Szene-Treffpunkt: Admiralbrücke? Die kennt doch jeder

Die Kreuzberger Admiralbrücke ist als Feierort bekannt. Viel beeindruckender ist jedoch der Ausblick vom Bauwerk in der Modersohnstraße in Friedrichshain. Da meckert auch keiner, wenn es mal zu laut wird.

Manchmal fängt die Brücke bedrohlich an zu wanken. Das passiert oft, wenn ein schwerer Lastwagen die 70 Meter lange Stahlkonstruktion überquert. Dann bebt und erzittert die Modersohnbrücke in Friedrichshain für einen Moment, und so manchem, der eben noch entspannt mit einem Bier am Geländer lehnte und in die Feierabendsonne blinzelte, wird etwas flau im Magen. Aber das legt sich schnell, und so wird weiter gequatscht, gelacht – gestaunt. Was für eine schöne Kulisse!

Dahinten ragt der Fernsehturm in die Höhe, daneben die Kraftwerksschlote an der Michaelbrücke. Auch die Hochhäuser an der Leipziger Straße und der Berliner Dom sind zu erkennen. Und unten schlängeln sich zig Gleise gen Innenstadt, teils überwuchert von Sträuchern. Rollt ein ICE oder eine S-Bahn heran, kann man dem Lokführer fast in die Augen gucken, so nah wirkt er von hier oben.

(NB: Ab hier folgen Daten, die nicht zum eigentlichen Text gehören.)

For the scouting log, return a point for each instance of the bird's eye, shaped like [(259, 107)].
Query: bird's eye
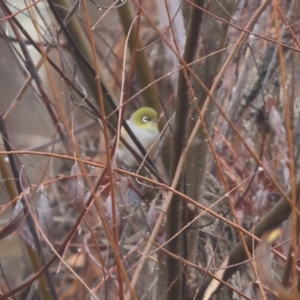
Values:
[(145, 119)]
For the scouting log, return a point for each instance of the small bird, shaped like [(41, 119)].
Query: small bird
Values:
[(144, 124)]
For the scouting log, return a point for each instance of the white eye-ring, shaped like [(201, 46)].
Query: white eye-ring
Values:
[(145, 119)]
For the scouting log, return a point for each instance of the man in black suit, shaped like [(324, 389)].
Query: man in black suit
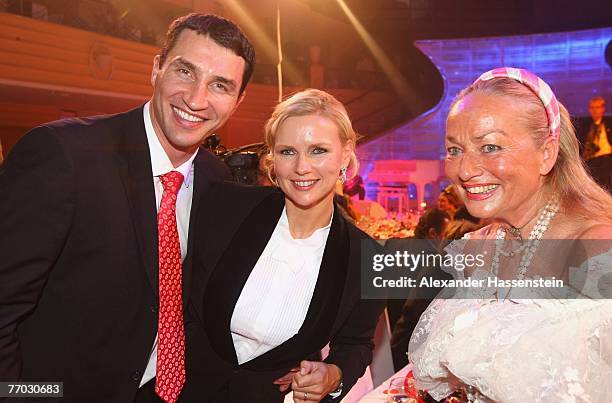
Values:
[(595, 133), (80, 272)]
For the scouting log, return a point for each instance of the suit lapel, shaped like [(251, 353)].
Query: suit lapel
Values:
[(200, 185), (323, 310), (136, 174)]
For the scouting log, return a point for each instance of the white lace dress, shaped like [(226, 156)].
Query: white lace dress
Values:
[(522, 350)]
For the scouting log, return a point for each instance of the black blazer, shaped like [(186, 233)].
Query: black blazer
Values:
[(78, 255), (583, 126), (244, 219)]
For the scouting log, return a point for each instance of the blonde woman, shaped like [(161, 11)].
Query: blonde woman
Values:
[(513, 156)]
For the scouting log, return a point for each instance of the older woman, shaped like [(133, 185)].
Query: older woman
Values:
[(280, 272), (514, 158)]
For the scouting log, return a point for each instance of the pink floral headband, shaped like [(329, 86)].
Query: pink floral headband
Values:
[(538, 87)]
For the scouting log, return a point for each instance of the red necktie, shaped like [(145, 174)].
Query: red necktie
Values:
[(171, 346)]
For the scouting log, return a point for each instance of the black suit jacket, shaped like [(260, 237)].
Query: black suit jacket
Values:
[(244, 219), (583, 126), (78, 255)]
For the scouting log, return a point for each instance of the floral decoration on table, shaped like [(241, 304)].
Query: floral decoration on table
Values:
[(410, 394)]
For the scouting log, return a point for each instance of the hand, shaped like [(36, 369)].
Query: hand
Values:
[(285, 380), (314, 381)]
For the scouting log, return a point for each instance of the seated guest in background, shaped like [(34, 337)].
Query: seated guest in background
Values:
[(462, 223), (514, 158), (280, 276), (90, 290), (595, 133), (354, 186), (449, 201)]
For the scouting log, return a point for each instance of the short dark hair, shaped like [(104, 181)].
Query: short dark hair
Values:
[(221, 30), (431, 218)]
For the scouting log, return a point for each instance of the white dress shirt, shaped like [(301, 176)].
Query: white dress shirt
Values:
[(275, 299), (160, 165)]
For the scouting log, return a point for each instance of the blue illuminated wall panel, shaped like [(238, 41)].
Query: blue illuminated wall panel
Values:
[(573, 63)]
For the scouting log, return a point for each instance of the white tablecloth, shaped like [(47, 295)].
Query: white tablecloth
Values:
[(377, 395)]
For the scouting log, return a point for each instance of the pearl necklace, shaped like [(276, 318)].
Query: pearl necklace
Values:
[(546, 215)]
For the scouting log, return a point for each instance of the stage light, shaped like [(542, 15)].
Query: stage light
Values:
[(270, 49)]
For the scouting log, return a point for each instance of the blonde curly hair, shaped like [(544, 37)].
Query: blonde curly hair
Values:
[(310, 102)]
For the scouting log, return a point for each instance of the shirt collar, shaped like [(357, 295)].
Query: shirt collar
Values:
[(160, 163), (316, 239)]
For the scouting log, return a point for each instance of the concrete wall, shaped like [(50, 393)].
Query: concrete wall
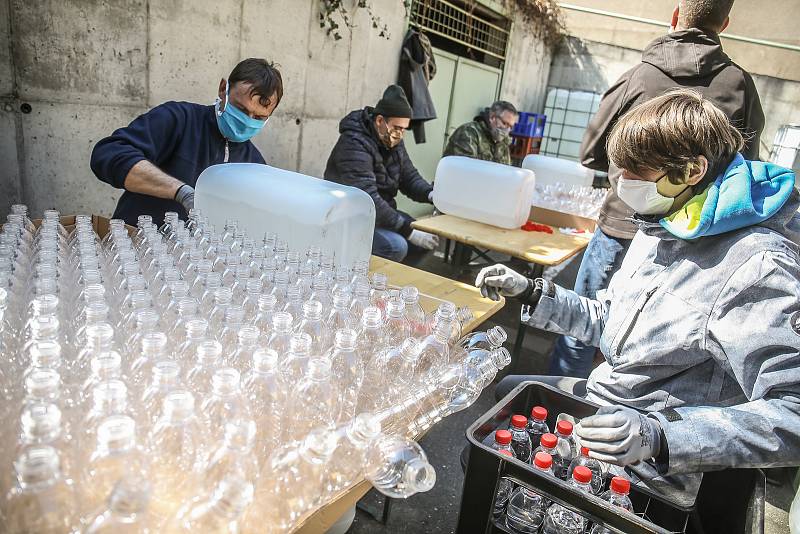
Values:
[(71, 72), (593, 66), (773, 20), (87, 68)]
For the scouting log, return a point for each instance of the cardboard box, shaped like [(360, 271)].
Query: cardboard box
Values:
[(561, 219)]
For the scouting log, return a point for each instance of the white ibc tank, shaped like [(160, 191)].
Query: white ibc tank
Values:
[(483, 191), (301, 209), (551, 170)]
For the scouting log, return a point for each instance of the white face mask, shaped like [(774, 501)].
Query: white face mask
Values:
[(643, 197)]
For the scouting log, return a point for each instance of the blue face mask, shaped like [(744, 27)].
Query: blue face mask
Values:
[(234, 124)]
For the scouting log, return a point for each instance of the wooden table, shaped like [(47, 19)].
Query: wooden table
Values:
[(539, 248), (434, 289)]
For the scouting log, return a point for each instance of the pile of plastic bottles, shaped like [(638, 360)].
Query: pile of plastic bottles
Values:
[(181, 379), (585, 201), (524, 510)]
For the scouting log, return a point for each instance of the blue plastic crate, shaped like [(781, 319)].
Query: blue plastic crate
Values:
[(530, 125)]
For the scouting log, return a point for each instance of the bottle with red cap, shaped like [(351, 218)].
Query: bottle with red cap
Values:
[(502, 442), (560, 520), (594, 466), (504, 489), (548, 444), (526, 508), (520, 440), (537, 424), (617, 496), (567, 450)]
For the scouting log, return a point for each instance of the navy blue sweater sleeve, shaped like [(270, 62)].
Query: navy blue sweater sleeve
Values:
[(152, 136)]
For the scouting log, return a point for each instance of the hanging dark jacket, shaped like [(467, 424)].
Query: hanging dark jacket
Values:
[(359, 159), (688, 58), (417, 69)]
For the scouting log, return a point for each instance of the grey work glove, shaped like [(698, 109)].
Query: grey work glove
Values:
[(500, 280), (619, 435), (423, 239), (185, 196)]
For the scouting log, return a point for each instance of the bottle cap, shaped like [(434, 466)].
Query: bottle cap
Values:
[(539, 413), (503, 437), (582, 474), (543, 460), (564, 427), (549, 441), (621, 485), (519, 421)]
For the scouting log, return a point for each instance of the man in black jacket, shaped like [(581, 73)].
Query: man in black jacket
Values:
[(690, 55), (370, 155)]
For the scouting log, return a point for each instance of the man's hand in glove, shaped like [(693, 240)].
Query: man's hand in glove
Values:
[(499, 279), (423, 240), (619, 435), (185, 196)]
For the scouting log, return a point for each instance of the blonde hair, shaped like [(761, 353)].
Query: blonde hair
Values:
[(668, 133)]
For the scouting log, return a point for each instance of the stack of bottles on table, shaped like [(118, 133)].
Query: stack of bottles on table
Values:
[(524, 510), (187, 380)]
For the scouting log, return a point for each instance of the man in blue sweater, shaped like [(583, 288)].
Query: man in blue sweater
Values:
[(157, 158)]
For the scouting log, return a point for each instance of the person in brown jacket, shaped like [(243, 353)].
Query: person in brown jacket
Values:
[(690, 55)]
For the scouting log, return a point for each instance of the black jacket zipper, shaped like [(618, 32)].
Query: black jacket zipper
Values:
[(625, 336)]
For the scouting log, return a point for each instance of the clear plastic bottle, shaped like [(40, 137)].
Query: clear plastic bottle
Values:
[(196, 332), (115, 456), (296, 361), (126, 510), (314, 401), (281, 334), (292, 482), (520, 440), (593, 465), (340, 316), (398, 467), (504, 490), (549, 444), (348, 373), (266, 394), (398, 327), (178, 450), (502, 442), (526, 508), (313, 325), (537, 424), (414, 312), (567, 449), (235, 457), (226, 402), (347, 461), (560, 520), (215, 513), (248, 343), (41, 499), (617, 495), (165, 378)]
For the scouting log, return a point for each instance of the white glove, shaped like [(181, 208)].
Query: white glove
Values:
[(185, 196), (499, 279), (423, 239), (619, 435)]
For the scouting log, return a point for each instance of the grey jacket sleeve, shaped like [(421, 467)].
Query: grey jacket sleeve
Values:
[(565, 312), (753, 334)]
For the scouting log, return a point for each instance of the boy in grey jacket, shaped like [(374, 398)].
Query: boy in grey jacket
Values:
[(700, 327)]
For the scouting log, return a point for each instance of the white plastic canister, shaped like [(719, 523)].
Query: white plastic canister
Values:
[(483, 191), (303, 210)]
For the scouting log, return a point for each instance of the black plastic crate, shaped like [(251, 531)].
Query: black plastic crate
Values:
[(728, 502)]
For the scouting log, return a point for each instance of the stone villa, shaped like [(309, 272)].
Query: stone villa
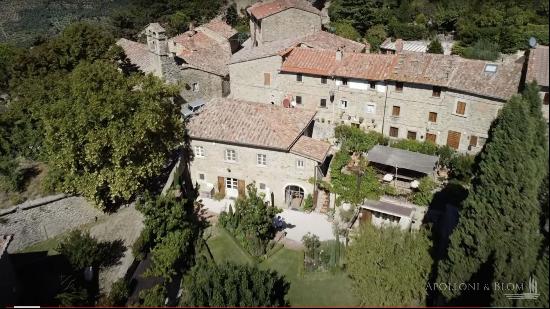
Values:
[(237, 142), (196, 59)]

Berlin hat einige Brücken, die nicht nur als einfache Verkehrsstraße genutzt werden. Bekanntestes Beispiel ist die Admiralbrücke in Kreuzberg, ein seit langem umkämpfter Szene-Treffpunkt. Doch auf keiner Brücke hat man eine so grandiose Aussicht wie auf der Modersohnbrücke. Denn die Bahnanlagen erlauben eine völlig freie Sicht gen Westen. An jedem dieser heißen Sommerabende kommen die Menschen hierher, um dem Sonnenuntergang über der Stadt zuzusehen. Längst wird die Überquerung in Stadtführern als „Hot Spot“ erwähnt.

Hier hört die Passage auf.